Legendary Grape [1989]
Lançado originalmente apenas em cassete, numa tiragem de 500 cópias, escondido sob o nome The Melvilles, esse álbum só foi reconhecido como um álbum do Moby Grape em 2003, quando ganhou sua versão digitalizada. Os cinco membros haviam se reunido para angariar fundos para o tratamento de Spence e Mosley (que também foi diagnosticado com esquizofrenia), e com a adição de Dan Abernathy nas guitarras, registraram um álbum muito bom, gravado ao vivo nos estúdios, com pouquíssimos ensaios e aonde Spence foi creditado como tocando atmosfera e inspiração. “Give it Hell”, “On the Dime”, “Lady of the Night”, “All My Life” e “Talk About Love” são canções pesadas, com um show de vocalizações que mostram novamente por que o Moby Grape foi um dos melhores grupos vocais da história. Há ainda leves canções, como “Bitter Wind in Tanganikya”, “Nightime Ride” e “You’ll Never Know”, o funk de “You Can Depend on Me” e a leve derrapada em “Took it all Away, que não atrapalha em nada nesse que foi o último lançamento do grupo, e que está na minha lista dos cinco melhores (atrás de Live Grape, Wow, Grape Jam e Moby Grape).
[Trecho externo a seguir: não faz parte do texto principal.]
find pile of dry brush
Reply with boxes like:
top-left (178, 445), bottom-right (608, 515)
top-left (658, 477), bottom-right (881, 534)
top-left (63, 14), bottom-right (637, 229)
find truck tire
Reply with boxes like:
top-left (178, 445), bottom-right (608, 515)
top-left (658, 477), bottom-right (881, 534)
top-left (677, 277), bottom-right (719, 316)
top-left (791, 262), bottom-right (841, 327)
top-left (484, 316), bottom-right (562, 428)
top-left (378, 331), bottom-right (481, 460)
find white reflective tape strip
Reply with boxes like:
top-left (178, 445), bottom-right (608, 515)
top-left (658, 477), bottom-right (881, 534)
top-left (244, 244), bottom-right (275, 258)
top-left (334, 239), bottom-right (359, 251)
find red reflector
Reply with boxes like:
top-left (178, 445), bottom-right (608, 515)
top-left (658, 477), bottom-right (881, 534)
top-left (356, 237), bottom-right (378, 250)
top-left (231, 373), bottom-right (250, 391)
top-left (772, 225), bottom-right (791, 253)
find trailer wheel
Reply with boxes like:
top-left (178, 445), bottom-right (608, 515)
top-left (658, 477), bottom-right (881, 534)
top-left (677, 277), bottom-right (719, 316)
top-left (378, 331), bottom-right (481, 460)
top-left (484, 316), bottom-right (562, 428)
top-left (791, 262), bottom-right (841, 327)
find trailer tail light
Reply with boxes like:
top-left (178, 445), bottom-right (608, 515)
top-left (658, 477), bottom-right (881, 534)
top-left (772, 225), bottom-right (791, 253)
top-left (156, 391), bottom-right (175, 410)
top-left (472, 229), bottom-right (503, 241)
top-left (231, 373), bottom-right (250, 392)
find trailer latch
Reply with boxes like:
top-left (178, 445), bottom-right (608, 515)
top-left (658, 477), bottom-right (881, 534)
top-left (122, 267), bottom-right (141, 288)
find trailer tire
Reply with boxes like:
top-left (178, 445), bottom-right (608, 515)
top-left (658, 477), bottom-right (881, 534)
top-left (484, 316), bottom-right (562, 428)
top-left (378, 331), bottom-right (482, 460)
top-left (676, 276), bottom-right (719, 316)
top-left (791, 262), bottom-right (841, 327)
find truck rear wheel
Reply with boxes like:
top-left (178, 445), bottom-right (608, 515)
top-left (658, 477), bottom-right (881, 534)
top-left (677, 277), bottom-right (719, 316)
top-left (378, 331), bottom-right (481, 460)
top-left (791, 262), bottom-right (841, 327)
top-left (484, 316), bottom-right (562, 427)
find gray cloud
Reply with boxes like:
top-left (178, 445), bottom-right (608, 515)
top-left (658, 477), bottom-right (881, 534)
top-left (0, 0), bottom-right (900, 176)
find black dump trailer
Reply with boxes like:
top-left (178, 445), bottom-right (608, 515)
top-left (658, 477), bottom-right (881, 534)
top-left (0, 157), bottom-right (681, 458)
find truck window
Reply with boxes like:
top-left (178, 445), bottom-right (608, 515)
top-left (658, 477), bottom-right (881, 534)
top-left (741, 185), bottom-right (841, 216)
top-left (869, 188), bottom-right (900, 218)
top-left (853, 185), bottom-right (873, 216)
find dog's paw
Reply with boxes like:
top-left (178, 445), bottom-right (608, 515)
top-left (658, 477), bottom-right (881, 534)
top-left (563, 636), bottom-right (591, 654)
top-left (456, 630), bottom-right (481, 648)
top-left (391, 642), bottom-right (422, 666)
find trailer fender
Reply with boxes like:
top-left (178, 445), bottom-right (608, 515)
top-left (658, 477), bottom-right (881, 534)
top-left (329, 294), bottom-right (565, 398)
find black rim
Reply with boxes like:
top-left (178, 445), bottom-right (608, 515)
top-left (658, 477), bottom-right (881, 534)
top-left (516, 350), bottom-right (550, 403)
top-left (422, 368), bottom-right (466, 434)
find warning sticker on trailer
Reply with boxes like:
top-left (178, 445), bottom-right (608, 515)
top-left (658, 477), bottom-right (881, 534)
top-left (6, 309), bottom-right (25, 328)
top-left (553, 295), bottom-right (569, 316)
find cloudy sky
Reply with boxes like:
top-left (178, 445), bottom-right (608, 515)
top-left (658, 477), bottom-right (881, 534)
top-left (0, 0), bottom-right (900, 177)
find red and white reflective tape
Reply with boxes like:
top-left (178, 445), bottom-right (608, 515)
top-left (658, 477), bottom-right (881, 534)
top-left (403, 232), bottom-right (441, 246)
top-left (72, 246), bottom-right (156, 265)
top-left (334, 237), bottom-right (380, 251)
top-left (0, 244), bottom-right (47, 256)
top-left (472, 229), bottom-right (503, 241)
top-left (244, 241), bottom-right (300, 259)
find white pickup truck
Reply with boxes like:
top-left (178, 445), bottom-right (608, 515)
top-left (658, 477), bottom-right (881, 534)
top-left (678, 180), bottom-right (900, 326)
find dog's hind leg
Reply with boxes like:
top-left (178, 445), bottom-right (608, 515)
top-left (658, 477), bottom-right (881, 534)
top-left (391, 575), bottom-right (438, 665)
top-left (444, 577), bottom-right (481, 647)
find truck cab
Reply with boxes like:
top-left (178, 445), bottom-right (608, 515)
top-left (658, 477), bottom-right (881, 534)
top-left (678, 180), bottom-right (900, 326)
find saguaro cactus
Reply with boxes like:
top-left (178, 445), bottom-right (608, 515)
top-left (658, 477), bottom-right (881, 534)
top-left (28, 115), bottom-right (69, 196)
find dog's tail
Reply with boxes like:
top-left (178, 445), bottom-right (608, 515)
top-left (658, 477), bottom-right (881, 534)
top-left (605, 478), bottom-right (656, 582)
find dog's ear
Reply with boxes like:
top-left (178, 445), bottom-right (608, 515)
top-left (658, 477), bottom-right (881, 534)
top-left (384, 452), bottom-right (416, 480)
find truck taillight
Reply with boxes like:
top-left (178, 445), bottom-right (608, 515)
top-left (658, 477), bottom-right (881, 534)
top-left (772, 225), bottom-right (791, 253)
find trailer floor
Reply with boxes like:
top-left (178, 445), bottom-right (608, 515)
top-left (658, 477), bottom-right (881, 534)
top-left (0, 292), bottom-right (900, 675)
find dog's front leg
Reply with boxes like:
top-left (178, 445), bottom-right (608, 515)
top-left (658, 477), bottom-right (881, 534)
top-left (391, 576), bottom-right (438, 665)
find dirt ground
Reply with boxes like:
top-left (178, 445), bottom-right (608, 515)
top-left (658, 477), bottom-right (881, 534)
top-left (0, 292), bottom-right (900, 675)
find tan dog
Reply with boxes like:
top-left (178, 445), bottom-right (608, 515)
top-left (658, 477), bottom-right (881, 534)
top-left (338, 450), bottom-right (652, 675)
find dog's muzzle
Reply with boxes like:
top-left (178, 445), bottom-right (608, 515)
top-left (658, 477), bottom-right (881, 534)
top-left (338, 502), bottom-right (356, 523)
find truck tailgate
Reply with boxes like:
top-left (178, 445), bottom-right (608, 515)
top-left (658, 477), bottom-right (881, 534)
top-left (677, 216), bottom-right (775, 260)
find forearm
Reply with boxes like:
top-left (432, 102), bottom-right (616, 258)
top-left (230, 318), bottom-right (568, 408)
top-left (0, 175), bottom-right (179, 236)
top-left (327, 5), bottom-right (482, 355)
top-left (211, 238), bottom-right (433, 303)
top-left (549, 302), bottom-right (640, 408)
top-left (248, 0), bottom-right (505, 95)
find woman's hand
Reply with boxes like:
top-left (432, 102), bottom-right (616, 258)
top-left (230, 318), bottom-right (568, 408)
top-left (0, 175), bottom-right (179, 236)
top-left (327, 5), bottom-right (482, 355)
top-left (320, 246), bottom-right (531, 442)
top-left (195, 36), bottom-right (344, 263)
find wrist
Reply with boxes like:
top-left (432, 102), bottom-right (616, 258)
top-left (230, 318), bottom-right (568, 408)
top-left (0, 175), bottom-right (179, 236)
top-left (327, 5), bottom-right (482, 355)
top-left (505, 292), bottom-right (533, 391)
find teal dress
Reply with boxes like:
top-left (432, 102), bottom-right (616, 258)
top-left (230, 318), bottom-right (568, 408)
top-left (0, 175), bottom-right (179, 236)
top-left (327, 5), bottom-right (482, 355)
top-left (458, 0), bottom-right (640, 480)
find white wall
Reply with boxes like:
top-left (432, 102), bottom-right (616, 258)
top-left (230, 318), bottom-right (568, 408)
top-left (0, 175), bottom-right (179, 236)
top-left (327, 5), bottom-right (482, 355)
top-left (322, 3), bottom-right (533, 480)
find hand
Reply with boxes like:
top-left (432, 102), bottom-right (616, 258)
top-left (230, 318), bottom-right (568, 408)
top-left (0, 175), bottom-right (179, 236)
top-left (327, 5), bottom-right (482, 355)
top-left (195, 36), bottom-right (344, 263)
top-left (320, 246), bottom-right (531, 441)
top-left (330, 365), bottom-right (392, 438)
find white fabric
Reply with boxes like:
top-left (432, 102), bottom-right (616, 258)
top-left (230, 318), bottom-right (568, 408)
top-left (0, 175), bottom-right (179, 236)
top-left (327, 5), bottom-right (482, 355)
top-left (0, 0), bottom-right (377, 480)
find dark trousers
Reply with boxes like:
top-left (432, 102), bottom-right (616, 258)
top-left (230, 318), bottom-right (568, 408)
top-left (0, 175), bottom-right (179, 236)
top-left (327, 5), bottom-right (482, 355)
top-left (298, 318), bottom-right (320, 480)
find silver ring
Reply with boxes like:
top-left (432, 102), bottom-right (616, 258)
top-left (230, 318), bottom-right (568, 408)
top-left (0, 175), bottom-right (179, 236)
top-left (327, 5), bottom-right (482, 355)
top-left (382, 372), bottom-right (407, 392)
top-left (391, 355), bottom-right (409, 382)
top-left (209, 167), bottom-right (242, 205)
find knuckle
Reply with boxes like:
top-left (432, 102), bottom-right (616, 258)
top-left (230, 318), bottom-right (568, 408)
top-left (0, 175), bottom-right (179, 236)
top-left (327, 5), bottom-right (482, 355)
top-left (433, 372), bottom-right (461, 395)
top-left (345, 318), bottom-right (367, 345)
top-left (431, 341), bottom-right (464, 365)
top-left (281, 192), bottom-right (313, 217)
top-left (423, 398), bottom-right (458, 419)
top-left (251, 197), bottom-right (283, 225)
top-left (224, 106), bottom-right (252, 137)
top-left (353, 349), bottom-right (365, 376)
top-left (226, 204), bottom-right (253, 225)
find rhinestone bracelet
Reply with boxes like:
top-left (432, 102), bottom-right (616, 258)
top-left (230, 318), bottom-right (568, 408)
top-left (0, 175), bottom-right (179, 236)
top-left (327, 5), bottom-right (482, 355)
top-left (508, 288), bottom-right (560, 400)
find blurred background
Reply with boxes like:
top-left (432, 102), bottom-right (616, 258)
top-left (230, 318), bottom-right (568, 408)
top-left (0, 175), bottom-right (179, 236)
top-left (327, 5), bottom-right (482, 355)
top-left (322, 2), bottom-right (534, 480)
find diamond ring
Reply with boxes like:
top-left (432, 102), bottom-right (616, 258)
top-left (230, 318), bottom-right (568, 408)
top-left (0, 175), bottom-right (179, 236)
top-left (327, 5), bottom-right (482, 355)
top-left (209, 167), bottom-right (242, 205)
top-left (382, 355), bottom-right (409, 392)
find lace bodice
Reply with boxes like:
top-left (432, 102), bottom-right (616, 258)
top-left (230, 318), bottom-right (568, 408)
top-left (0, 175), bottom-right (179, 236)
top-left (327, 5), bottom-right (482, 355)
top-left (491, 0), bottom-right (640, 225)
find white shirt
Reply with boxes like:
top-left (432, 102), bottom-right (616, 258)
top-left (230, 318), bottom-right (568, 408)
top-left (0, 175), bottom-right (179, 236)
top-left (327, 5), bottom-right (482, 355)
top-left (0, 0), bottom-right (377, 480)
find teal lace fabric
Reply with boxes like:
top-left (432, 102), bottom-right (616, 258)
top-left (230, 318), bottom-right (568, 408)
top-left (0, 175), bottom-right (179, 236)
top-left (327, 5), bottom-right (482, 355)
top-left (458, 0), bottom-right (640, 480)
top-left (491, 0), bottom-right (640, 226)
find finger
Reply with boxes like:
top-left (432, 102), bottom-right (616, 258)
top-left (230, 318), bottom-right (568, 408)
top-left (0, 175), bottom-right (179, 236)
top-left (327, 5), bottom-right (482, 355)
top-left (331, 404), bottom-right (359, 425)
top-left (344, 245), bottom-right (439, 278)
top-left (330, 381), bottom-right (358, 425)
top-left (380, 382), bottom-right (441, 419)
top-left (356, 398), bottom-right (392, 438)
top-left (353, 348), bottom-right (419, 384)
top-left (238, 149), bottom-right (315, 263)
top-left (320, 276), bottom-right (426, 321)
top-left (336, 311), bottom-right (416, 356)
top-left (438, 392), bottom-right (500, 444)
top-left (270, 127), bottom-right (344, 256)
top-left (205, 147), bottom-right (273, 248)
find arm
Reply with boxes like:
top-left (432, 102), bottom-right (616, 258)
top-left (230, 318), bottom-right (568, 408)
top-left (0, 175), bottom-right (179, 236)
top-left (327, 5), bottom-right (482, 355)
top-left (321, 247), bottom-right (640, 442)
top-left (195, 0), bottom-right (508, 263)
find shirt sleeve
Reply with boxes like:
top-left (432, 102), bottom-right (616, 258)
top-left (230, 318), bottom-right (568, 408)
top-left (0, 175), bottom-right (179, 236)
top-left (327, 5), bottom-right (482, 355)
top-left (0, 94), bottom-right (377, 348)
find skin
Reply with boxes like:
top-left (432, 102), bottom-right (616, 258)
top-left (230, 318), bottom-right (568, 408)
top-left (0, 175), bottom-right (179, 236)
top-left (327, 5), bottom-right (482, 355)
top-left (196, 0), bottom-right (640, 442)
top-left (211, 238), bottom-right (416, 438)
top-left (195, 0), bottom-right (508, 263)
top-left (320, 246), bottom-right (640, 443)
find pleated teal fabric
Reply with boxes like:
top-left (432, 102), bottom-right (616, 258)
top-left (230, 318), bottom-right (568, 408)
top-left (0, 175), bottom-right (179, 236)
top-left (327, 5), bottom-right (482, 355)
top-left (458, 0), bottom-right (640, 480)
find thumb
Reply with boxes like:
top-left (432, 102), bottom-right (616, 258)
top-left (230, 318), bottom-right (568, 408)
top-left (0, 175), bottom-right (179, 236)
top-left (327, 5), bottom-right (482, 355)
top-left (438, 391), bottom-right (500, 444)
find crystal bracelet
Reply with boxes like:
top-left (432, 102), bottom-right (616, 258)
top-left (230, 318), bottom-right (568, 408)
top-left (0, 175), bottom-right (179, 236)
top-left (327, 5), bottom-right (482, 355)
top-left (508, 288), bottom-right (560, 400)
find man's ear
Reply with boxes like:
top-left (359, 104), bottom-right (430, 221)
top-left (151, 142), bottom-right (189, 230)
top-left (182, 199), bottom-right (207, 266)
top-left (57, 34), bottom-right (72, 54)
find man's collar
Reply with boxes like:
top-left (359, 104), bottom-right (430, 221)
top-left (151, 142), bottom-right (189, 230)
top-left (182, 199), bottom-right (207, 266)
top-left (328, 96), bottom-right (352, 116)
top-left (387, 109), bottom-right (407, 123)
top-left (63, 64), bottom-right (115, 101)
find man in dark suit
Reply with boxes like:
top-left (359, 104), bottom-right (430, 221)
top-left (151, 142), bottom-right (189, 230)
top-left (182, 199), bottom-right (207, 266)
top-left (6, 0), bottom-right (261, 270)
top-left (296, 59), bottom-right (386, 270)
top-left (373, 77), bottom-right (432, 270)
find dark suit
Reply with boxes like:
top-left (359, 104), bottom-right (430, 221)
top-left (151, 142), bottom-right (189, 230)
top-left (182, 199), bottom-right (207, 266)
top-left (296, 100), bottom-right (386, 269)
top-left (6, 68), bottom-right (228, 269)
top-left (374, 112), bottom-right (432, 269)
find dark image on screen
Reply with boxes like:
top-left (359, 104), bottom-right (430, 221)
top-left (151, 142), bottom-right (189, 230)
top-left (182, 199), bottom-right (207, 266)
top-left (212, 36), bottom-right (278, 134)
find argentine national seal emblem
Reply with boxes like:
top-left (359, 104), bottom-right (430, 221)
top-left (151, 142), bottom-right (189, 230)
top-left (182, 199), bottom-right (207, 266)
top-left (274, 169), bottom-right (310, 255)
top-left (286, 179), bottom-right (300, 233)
Como complemento, Skip não aguentou a sequência de tratamentos e faleceu em 1999 vítima de câncer no pulmão. O Moby Grape permanece fazendo shows nos dias de hoje, sem a pretensão de gravar discos, apenas trazendo aos novos e velhos fãs as canções que marcaram sua carreira e sempre homenageando seu principal fundador, Skip Spence, já que o filho de Skip, Omar Spence, tem participado da maioria dos shows tocando guitarra.